Dazed, Maggie allowed Catalina to lead her out onto the balcony with its magnificent view down the valley and across the distance to Granada, and the hill on which stood the glorious Alhambra Palace. It was early evening and darkness had fallen, showing the gleams of light from the collection of buildings that made up the palace.
Directly under the balcony Maggie could see one of the courtyards of Sebastian’s house, and something struck her.
‘This is like a smaller version of the Alhambra,’ she murmured. She had visited the splendid Moorish palace several times, and recognised the emphasis on highly decorative mosaics, the arches supported on pillars so impossibly delicate that it seemed as though the building was about to fly away.

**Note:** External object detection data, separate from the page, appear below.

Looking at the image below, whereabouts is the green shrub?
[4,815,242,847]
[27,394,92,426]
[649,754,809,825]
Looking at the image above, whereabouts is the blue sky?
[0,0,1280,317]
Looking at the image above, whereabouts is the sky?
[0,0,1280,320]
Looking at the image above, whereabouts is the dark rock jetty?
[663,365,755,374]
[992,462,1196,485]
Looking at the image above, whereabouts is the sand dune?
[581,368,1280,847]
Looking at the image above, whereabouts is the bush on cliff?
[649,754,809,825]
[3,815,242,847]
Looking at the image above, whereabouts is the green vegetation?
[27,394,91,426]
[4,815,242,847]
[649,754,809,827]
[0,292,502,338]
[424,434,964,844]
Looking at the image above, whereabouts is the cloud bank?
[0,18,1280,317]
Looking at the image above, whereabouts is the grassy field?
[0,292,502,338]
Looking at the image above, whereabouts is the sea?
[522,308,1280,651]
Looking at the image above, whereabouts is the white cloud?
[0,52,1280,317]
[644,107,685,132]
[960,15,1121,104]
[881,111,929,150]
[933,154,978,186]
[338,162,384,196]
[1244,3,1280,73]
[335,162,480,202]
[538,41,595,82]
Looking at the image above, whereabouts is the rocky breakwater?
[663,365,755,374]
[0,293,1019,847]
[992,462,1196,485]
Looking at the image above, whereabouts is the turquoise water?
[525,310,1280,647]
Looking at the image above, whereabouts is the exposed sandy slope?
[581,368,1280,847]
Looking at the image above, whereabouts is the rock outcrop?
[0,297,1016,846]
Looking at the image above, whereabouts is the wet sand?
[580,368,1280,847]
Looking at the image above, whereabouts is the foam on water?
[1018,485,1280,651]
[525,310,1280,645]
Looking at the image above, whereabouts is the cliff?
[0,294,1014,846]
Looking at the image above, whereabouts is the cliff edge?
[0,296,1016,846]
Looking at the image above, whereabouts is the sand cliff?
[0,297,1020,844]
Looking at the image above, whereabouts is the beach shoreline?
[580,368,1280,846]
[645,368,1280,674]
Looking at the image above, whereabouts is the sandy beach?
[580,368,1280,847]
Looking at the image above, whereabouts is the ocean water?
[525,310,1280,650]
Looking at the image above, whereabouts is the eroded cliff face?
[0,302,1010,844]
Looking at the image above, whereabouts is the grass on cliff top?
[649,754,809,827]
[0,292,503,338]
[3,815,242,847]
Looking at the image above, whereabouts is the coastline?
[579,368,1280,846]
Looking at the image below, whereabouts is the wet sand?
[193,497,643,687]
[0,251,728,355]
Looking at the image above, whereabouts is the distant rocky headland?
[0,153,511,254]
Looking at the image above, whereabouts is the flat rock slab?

‘That’s what it’s supposed to be,’ Catalina told her. ‘They say that the Sultan Yusuf the First built it for his favourite, in the style of his own palace. All the other concubines lived in the harem, but he kept her here, hidden away from the world. He was murdered by another man who also loved her. When she heard, she came out onto this balcony where she could look across the valley, and stayed here until she too had died from grief. They say her ghost still walks in these rooms.’
‘If they say that, they talk nonsense,’ Sebastian said from the curtained window. He had come in behind them so quietly that neither of them had heard him. ‘Why should any man force himself to travel fifteen miles for one woman when he could reach the harem in a moment?’